Pediatrician Janet Serwint also uses standardized patients to teach house staff how to deal with a child’s death. Working under a grant from the Chicago-based Kravits Foundation, her day-long retreat each of the last three years for some two dozen second-year residents in the Children’s Center also has featured talks on autopsy and organ donation. Serwint takes care to address the aftermath of a child’s death. “I encourage them to go to the funeral,” she says, “to send cards, to call the family and find out how they’re doing. They can have an impact on a parent’s tragedy and help make a sad experience maybe even a beautiful one.”
Becoming a Better Doctor
Today, nine months after the Hurd Hall meeting, Mike Carducci is no longer an unknown. With the support of his boss, oncology chief Marty Abeloff, his group has paid calls on every clinical chief in the Hospital and the dean of the School of Medicine to describe the crusade, and received their support. He’s also found scores of colleagues who feel as strongly as he does about extending warmth and understanding as patients die. Taking shape under his guidance is an interdisciplinary consultation service with doctors, nurses, social workers, a pharmacist and a chaplain that will come to the aid of anyone on the medical staff who’s experiencing a problem with the process. Plans call for this group also to play a part in undergraduate and graduate medical education and in building a research base for end-of-life care.

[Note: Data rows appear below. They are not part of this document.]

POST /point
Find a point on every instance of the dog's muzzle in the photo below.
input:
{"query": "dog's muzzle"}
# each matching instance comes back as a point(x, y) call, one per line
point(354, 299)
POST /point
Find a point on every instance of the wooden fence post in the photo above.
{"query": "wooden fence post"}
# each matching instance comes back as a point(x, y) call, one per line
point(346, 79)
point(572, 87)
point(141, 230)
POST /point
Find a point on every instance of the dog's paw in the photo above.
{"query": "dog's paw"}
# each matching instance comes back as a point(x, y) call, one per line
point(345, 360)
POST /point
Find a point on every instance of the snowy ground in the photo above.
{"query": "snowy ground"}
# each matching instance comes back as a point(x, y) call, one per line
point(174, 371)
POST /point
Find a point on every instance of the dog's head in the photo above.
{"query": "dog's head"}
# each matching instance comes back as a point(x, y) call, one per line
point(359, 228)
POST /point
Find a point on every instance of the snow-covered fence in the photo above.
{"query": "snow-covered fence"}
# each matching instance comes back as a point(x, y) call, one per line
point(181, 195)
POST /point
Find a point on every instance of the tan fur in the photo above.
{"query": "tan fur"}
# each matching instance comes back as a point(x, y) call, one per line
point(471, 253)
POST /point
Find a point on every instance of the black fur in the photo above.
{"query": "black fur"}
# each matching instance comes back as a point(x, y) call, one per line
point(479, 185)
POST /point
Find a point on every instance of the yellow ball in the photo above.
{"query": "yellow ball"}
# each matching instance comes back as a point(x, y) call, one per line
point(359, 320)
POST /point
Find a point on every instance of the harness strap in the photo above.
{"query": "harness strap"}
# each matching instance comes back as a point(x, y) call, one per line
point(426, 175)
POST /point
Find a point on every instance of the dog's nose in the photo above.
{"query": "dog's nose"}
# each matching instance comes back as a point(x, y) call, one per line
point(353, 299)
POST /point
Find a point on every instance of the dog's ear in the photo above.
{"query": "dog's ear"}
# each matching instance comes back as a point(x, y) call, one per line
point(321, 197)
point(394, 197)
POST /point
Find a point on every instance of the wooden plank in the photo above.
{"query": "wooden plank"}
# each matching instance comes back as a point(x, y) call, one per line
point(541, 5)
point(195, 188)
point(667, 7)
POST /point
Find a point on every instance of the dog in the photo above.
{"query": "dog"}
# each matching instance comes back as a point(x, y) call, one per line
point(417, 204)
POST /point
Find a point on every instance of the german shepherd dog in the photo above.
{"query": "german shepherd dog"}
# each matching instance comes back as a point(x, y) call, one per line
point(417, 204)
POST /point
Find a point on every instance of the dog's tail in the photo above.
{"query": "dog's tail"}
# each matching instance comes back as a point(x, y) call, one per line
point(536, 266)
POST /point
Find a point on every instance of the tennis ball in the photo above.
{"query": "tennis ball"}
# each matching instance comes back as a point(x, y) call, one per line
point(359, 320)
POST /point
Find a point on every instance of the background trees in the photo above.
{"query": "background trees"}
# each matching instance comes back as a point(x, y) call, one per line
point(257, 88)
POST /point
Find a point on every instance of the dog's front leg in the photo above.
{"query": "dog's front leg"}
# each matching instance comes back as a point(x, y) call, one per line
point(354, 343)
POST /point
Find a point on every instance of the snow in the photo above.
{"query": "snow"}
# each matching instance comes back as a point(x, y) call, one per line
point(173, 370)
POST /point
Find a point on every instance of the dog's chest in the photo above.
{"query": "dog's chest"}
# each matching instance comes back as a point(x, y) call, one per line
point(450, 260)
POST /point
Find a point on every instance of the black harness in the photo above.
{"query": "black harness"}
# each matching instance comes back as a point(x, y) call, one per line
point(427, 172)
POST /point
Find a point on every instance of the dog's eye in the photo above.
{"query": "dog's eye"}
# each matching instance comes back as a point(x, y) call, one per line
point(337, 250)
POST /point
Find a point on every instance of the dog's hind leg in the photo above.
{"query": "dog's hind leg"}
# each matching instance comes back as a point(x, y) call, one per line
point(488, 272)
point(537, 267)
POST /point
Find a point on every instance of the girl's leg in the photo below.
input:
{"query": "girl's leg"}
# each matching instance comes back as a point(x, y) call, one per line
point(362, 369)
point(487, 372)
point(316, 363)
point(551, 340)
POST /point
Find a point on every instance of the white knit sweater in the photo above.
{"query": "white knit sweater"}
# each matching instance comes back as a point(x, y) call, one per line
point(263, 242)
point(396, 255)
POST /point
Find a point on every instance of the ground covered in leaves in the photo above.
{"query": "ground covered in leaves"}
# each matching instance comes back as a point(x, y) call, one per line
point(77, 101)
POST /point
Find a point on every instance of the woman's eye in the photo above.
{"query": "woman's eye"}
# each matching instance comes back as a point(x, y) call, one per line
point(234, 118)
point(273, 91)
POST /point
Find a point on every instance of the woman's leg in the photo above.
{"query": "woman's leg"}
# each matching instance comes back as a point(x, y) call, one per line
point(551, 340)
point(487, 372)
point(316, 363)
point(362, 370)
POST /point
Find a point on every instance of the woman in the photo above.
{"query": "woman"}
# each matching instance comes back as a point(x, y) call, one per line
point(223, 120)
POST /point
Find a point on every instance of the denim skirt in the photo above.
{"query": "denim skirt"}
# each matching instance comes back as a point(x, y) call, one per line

Carducci has more than made good on his promise to Louise O’Brien. At times, in fact, he has wondered if he was spending too much time on the palliative care initiative. Was he staking his career on this? No, he’s decided; it’s helping him become a better doctor. “It fits into my research and into my care plans,” he says. “And I know now so many of us want better care at the end of life that when we get a real service set up, someone else will take over.”